Product Manual
Page 12
5. Warnings and Precautions
This test system is not recommended for patients
who have recently taken or are currently taking
any type of Heparin anticoagulants. The system
should also not be used to monitor patients on
direct oral anticoagulants (DOACs) including
Factor Xa and Direct Thrombin inhibitors.
Test Site and Blood Sample
• The Coag-Sense PT/INR system is for in vitro diagnostic use only.
• The Coag-Sense meter will not produce a result if the test strip is
past its expiration date.
• The quality of the blood sample can affect PT test results. A blood
sample of poor quality can produce unreliable results. Read the
section on “Collecting a Fingerstick Sample” for more information.

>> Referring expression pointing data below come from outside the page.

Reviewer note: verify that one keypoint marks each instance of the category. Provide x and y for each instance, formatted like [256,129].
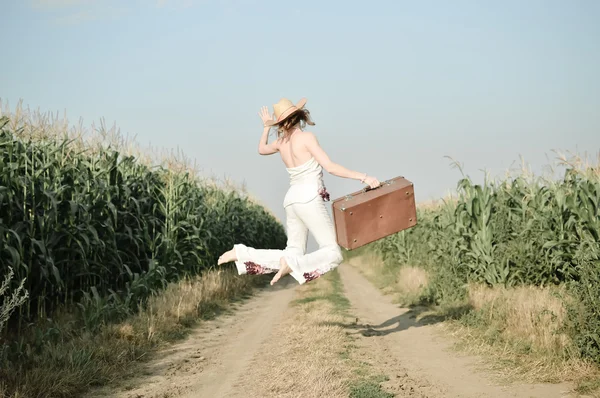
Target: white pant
[301,218]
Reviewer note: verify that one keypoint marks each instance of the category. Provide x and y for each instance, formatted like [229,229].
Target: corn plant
[96,228]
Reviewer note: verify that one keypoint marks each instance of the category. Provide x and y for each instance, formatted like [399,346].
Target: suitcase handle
[367,189]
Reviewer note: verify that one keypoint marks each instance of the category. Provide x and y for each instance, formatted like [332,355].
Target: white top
[305,182]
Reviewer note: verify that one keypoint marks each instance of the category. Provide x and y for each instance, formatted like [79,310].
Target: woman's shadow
[404,321]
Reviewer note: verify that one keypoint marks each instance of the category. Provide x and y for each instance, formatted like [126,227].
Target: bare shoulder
[307,137]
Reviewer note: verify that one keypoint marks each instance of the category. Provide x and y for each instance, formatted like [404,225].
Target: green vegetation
[91,234]
[523,253]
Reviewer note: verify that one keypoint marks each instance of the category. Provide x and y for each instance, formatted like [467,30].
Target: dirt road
[416,356]
[224,355]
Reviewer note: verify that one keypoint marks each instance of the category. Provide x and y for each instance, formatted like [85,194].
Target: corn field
[101,231]
[520,231]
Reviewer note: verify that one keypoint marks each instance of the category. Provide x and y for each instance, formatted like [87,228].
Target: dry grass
[78,360]
[529,314]
[521,331]
[405,282]
[302,358]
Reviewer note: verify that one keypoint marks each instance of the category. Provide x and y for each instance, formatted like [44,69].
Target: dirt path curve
[415,356]
[208,363]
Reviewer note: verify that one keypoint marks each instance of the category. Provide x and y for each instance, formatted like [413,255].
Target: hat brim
[298,106]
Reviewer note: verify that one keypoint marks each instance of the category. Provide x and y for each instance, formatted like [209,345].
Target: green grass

• Blood samples must be applied to the test strip immediately after
collection or the blood begins to clot, causing unreliable results.
• The blood sample transferred to the test strip must be a minimum
of 10 µL in volume. Low sample volume may cause an error
message.
• Use only fresh fingerstick capillary blood for testing. The blood
should only come in contact with the products provided with the
Coag-Sense PT/INR system. Other products may have anti-
coagulant agents on their surfaces and result in unreliable test
results.
• Squeezing the fingerstick site excessively (milking) releases
interstitial “tissue layer” fluid that can cause unreliable results.
• The fingerstick site can be washed with warm water and soap, and
then completely dried. The site must be clean of all hand oils/lotions
and foreign matter, which may cause unreliable results.
• If Isopropyl Alcohol (IPA) wipes are used, wipe the fingerstick
site with a gauze pad and make sure the site is completely dry.